Objective 2

Objective 2. Reconstruct d ¹³C and possibly pCO₂ of the Eocene atmosphere.

Organic carbon in fossil wood, leaf and reproductive tissues, paleosol organic matter, and fossil roots will be prepared for stable isotope analysis via combustion in sealed tubes containing Cu, CuO, and Ag (Minagawa et al. 1984). Released CO₂ will be purified cryogenically, and collected for ¹³C/¹²C measurement on the mass spectrometer. We will infer the d ¹³C value of the mid Eocene atmosphere from the mean d ¹³C value of organic carbon from all site taxa using an empirical relationship between d ¹³C plant and d ¹³C atmosphere developed from 671 published d ¹³C plant measurements on 288 C3 plant species across a wide variety of environmental conditions (Arens et al., in review). This work shows that d ¹³C atmosphere = (d ¹³C plant + 18.92)/1.05 for the C3 vascular land plant tissue averaged over the contribution of several species. This relationship has shown dramatic changes in global carbon cycling in the Early Cretaceous when used to interpret d ¹³C measurements made on a terrestrial carbon sequence in Colombia (Jahren et al., in review); our results will identify the important carbon sources and sinks to the middle Eocene atmosphere, which can be recognized based on differences in the isotope composition of each carbon pool.

For individual plants, isotopic fractionation during carbon assimilation via the C3 photosynthetic pathway can be described by (Farquhar et al. 1982):

d ¹³C plant = d ¹³C atmosphere - a - (b - a)Ci /Ca [1]

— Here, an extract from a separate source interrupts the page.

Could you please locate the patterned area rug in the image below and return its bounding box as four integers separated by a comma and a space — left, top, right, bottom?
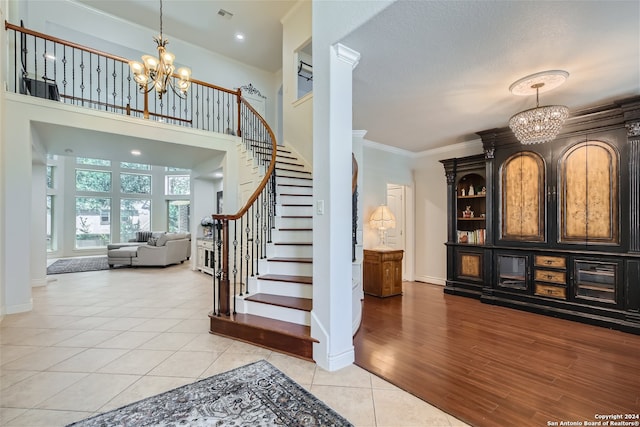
47, 256, 109, 274
70, 360, 351, 427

Where d ¹³C plant is the isotopic composition of individual plant tissue derived from C3-photosynthetic carbon assimilation, d ¹³C atmosphere is the composition of the atmospheric CO₂; "a" is the isotopic discrimination dominated by a simple diffusivity comparison of d ¹³CO₂ vs. d ¹²CO₂ in air (Craig 1953) and does not depend on stomatal density or conductivity; "b" is the isotopic discrimination imparted during carboxylation, mainly through the initial carbon-fixation enzyme in C3 plants, RuBisCO; and Ci/Ca is the ratio of intercellular to atmospheric pCO₂ expressed in parts per million. The influence of Ci/Ca on d ¹³C values of plant tissue has been central to the application of [1] to carbon assimilation and water-use efficiency (WUE) studies. Theory predicts that when stomatal conductance is low relative to CO₂-fixation capacity, Ci is small and d ¹³C plant tends toward larger values. Both d ¹³C plant and Ci/Ca have been measured under a variety of controlled conditions; Farquhar and colleagues (1982) reported Ci/Ca in several species subjected to water-stress and reported a range in Ci/Ca value of 0.30-0.85. Therefore, if d ¹³C atmosphere is known (or can be determined via the above means), individual d ¹³C plant values can be inserted into [1] to solve for Ci/Ca in individual plants, thus giving an indication of individual water stress status. d ¹³C plant values have been used to indicate water-stress status in modern trees (Dupouey et al. 1993; Marshall and Zhang 1994) and other plants (Toft et al. 1989). We can determine if there are differences in modern Metasequoia growing in seasonally dry vs. continuously moist climates, and on dry vs. poorly drained sites as a means of verifying this approach. The exceptional preservation of Eocene wood from Axel Heiberg Island allows us to extend this technique to the fossil record.

Comparisons of d ¹³C values of paleosol organic matter and tissues of different taxa at the site will allow for estimation of relative contribution of different taxa to the overall productivity of the site, as averaged by soil forming processes. These results will be compared to independent estimates of taxa productivity gained from field measurements of annual wood production (see below).